The context component 160C can include program code which can supply the privacy policy 190 of a portion of a software application 110 including the software application 110 in its entirety. The context as used herein includes the privacy policies 190 associated with the software application 110. The privacy policies 190 can include use, notice, retention and security policy for the software application 110. Additionally, the privacy policies 190 can include several different privacy policies intended for different circumstances, such as the use of the software application 110 in different political jurisdictions where the pertinent privacy policy may vary. In any event, the context component 160C can ascertain one or more privacy policies 190 of the software application 110 in a pre-programmed or dynamic way.

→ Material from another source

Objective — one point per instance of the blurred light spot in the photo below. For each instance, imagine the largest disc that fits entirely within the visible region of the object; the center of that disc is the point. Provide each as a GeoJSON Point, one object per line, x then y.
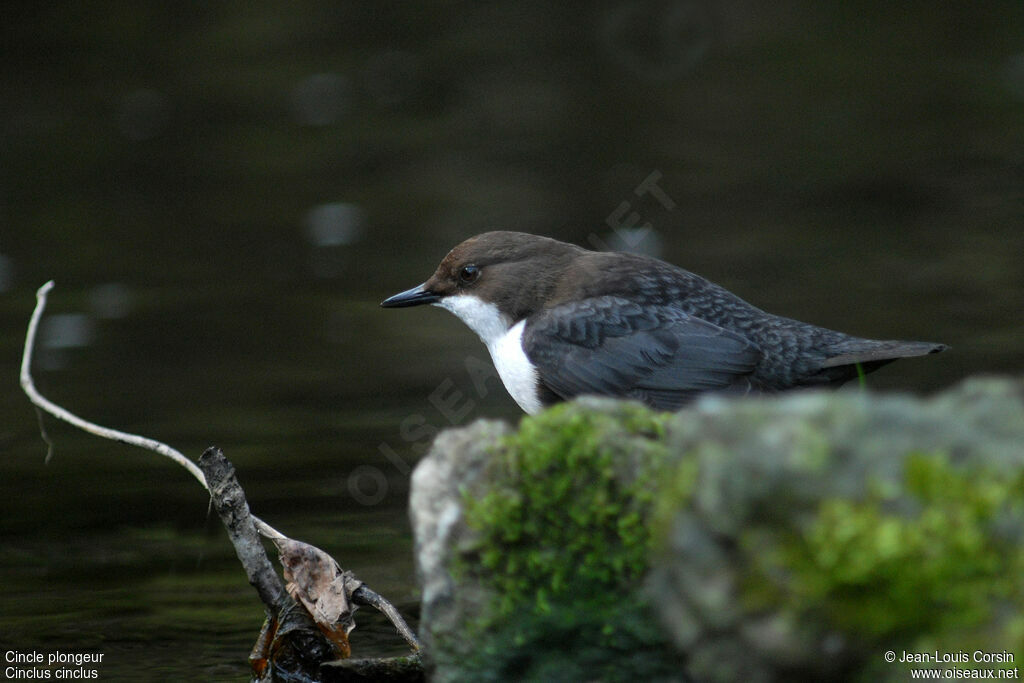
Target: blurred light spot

For example, the context component 160C can read pre-programmed privacy policies of the software application, or the context component 160C can obtain the privacy policy through a questionnaire completed by the administrator. In any case, the context component 160C can produce a privacy practices document, preferably in the Enterprise Privacy Authorization Language (EPAL) format. Finally, the analysis component 160D can include program code enabled to process the abstracted data elements produced by the abstraction component 160B in light of the privacy context produced by the context component 160C in order to produce a privacy compliance report 180.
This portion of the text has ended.